Official data state that there are more than 47,000 homeless people in Italy, with more than 13,000 of them living on the streets of Milan. People sleeping rough are three to six times more likely to become ill than people that are housed. Many of MSF’s patients are suffering from chronic diseases like diabetes and hypertension, as well as conditions exacerbated by the cold weather during the winter months, such as bronchitis and other respiratory tract infections.

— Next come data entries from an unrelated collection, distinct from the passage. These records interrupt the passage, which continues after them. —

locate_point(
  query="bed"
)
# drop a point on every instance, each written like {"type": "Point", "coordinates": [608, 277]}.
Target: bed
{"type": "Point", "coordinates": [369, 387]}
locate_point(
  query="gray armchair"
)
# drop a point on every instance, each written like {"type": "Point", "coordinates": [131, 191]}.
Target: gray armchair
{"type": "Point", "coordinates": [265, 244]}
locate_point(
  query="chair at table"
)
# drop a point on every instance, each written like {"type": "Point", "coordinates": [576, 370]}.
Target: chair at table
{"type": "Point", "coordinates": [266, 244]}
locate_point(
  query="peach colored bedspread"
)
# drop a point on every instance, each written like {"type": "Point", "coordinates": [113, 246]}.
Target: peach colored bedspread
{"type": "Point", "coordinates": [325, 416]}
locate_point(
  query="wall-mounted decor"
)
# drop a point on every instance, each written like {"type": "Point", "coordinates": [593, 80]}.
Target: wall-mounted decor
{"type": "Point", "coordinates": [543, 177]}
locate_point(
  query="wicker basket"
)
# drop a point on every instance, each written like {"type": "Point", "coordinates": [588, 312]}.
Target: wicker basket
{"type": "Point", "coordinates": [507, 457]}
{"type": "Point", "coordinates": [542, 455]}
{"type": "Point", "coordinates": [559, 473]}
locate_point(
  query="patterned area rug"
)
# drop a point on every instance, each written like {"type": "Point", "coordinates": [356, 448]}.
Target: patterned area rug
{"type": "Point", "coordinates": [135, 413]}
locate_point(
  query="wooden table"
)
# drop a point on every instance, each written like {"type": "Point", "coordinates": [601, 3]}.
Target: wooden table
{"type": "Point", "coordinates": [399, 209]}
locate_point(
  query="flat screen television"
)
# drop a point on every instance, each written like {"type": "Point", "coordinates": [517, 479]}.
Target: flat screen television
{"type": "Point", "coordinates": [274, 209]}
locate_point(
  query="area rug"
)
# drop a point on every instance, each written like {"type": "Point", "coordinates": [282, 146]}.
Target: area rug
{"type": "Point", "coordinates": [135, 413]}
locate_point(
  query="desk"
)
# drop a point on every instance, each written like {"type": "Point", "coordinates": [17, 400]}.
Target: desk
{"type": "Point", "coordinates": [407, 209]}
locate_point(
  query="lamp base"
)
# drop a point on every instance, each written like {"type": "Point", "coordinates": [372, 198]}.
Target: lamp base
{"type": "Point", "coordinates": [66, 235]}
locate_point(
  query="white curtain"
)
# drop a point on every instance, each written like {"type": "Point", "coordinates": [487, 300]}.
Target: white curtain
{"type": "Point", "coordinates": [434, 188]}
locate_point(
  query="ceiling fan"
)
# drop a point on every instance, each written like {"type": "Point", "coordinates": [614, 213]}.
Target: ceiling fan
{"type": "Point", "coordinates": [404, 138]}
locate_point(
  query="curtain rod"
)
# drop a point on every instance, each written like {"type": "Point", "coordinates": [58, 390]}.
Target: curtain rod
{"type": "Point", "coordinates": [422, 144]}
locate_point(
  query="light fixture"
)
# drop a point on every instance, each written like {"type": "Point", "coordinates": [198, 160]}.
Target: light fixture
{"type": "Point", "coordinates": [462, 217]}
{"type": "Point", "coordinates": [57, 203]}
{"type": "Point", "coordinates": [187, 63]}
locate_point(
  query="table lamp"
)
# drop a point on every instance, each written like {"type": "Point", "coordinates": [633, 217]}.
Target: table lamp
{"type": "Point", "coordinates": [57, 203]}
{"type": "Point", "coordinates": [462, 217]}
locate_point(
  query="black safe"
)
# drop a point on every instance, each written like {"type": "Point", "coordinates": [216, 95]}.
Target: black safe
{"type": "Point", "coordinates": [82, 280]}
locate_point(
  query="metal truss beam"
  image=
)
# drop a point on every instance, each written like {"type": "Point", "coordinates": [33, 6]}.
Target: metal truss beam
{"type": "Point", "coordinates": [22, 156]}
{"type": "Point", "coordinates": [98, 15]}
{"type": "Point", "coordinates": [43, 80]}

In addition, the project receives a small number of trauma cases.
“Homeless people who are hospitalised often end up falling ill again soon after they have been discharged.” says Gianfranco De Maio, MSF’s Field Coordinator. “If we provide assistance to homeless patients straight after they have been released from the hospital emergency room, then these people don’t need to come back to the hospital so often and their health is not affected as much”
MSF provides free in-patient and out-patient care, including doctor’s consultations and round-the-clock nursing care. MSF has 23 beds inside a 150-bed structure which is run in cooperation with other local organisations. Since the project started, MSF has performed 975 out-patient consultations and treated 107 in-patients.
Homeless people often face many barriers to accessing healthcare, such as lack of knowledge of where to go for treatment, lack of access to transportation, and lack of identification. Embarrassment, nervousness about filling out the forms and answering questions properly, and self-consciousness about appearance and hygiene when living on the streets also prevents homeless people from seeking care.
Around 70% of patients seeking care from MSF are migrants from over 30 different countries, mostly in Africa and Eastern Europe. The remaining 30% are Italian citizens. The assistance is implemented as part of a larger initiative together with other medical and social organisations. MSF works closely with local hospitals and operates solely through private funding.
This is the first ever MSF project to assist homeless people in Italy. Activities will continue until end of March, when the coldest winter season has ended. MSF will use this experience as a starting point for further assessments of how a continuation of care for homeless people in Italy can reduce the need for re-visiting hospital emergency services.